I agree. I recently started learning front end development. My reaction after grasping what modern frameworks do is “my god, what have we done?” It seems like we’ve expended a huge amount of effort to hack the web into something we can build SPAs in (and what an insightful TLA that is).

I wonder if this sort of situation was inevitable or, given sufficient coordination and standardisation, we could have built a better platform. There are some problems that would have to be overcome regardless (eg arbitrary display size[1]) but languages like CSS and JavaScript look like very bad decisions.

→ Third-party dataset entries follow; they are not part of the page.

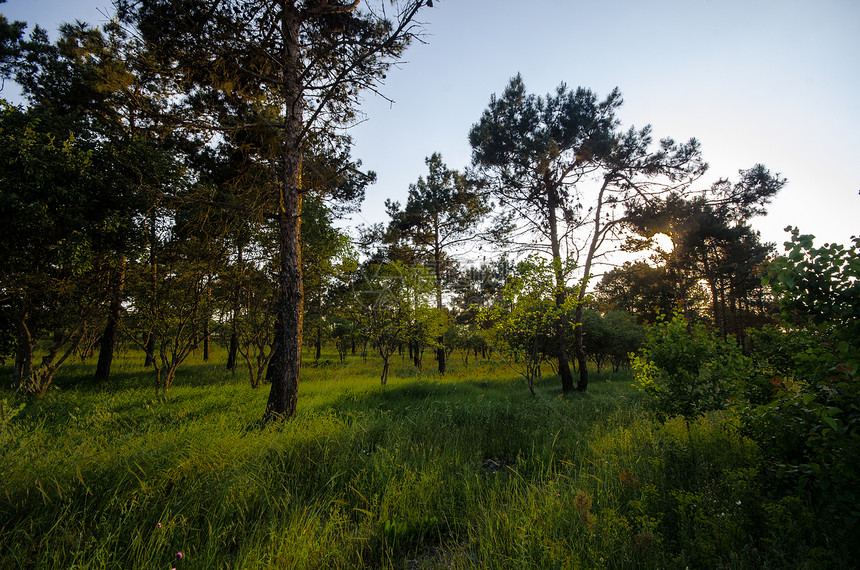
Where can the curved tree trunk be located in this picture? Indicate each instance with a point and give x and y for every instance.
(107, 345)
(560, 292)
(285, 365)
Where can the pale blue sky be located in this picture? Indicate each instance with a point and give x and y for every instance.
(771, 81)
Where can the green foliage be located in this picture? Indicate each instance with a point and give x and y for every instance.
(523, 327)
(811, 426)
(454, 472)
(686, 369)
(392, 307)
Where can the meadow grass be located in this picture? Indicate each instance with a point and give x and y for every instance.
(461, 471)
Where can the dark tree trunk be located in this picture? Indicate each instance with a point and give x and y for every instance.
(107, 345)
(150, 351)
(560, 293)
(23, 352)
(437, 259)
(206, 332)
(285, 365)
(232, 352)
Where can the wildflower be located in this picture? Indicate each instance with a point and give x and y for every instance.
(582, 504)
(629, 479)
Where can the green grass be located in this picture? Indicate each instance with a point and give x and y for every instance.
(465, 471)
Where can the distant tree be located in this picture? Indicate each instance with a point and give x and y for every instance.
(537, 153)
(441, 212)
(713, 243)
(523, 326)
(530, 150)
(597, 337)
(626, 337)
(101, 78)
(309, 60)
(323, 247)
(392, 308)
(52, 216)
(11, 34)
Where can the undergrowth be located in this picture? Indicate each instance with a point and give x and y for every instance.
(462, 471)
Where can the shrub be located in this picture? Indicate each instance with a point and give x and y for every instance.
(686, 370)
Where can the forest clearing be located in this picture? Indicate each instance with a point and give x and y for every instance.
(465, 471)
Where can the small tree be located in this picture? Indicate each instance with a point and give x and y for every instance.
(393, 308)
(686, 370)
(442, 212)
(523, 326)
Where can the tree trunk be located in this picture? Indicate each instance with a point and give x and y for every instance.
(437, 259)
(231, 354)
(150, 350)
(285, 365)
(206, 332)
(560, 292)
(23, 352)
(108, 340)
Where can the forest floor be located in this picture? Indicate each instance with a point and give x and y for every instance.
(462, 471)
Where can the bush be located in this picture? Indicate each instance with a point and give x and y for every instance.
(811, 427)
(686, 370)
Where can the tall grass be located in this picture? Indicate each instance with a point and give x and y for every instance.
(462, 471)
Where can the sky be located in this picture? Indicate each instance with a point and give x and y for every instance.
(755, 81)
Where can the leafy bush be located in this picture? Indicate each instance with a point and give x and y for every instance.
(811, 427)
(686, 370)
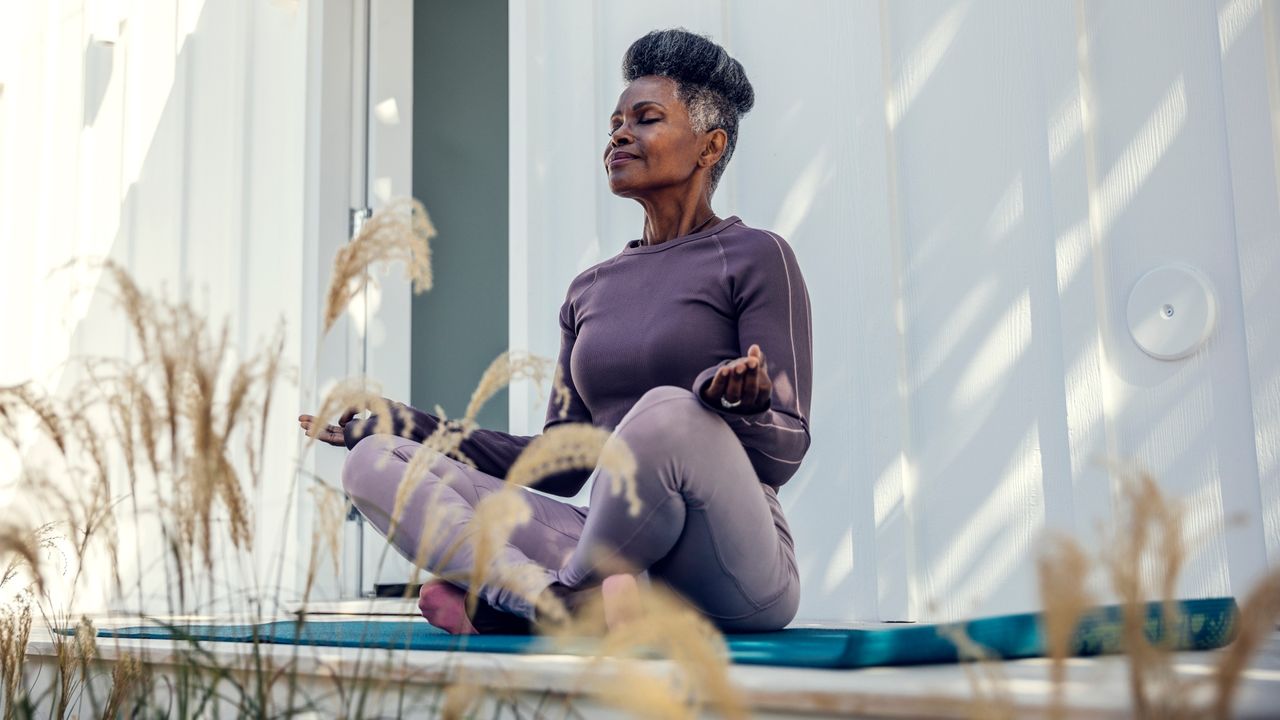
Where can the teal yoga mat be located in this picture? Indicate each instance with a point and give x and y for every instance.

My first instinct is that a new platform should be developed based as far as much as possible on tried and tested languages and technologies, but one that also allows for fast-paced browser dev and a path for future evolution.

For now I’m just embracing it and learning. It’s a lot of fun to see how the web works nowadays - I’m already beginning to understand some of the types of bugs that sites exhibit, and why designs are as they are. One of the outcomes has been to develop serious respect for the developers of MS and Google Web apps - eg OneNote on the web - as what they’ve achieved is pretty miraculous when you consider the stack. And those poor web browser devs!

[1] the idea of allowing arbitrary dimensions displays is a very strange one if you consider traditional graphic design; this may be an instance of us geeks making decisions that don’t make sense to more experienced professionals from other backgrounds. How much did graphic designers, UX experts, psychologists etc impact the evolution of the web standards? I don’t know.


What makes it hard is that the "frontend development" space is always rapidly changing.

For instance you can still make sites that are based on static HTML and CSS and that have no Javascript or you can put a few little bits of Javascript in, or you can use a large number of techniques and frameworks to build something that is more like a mobile app than a web page, be it AngularJS or GWT, Enscripten, etc.

First there were the libraries like prototype and JQuery that would smooth over browser incompatibilities, but then the browsers got more compatible. For a long time there was a consensus that a macro language and calculations in CSS would make things worse. Then Blueprint came out and people were excited about that. Then people got sick of all web pages looking the same, and then people realized that the grid was the bad part of Blueprint, it was the other stuff that was good, but then you need a macro languages like LESS, and...

Thus you really have to set some goals for which technologies you want to master, because if you want to master them all you are going to be doing nothing but front-end development for a few years and then you will continuously be scrambling to keep up.


That's the already the unfortunate state of frontend development, a Chrome world from development to end-users.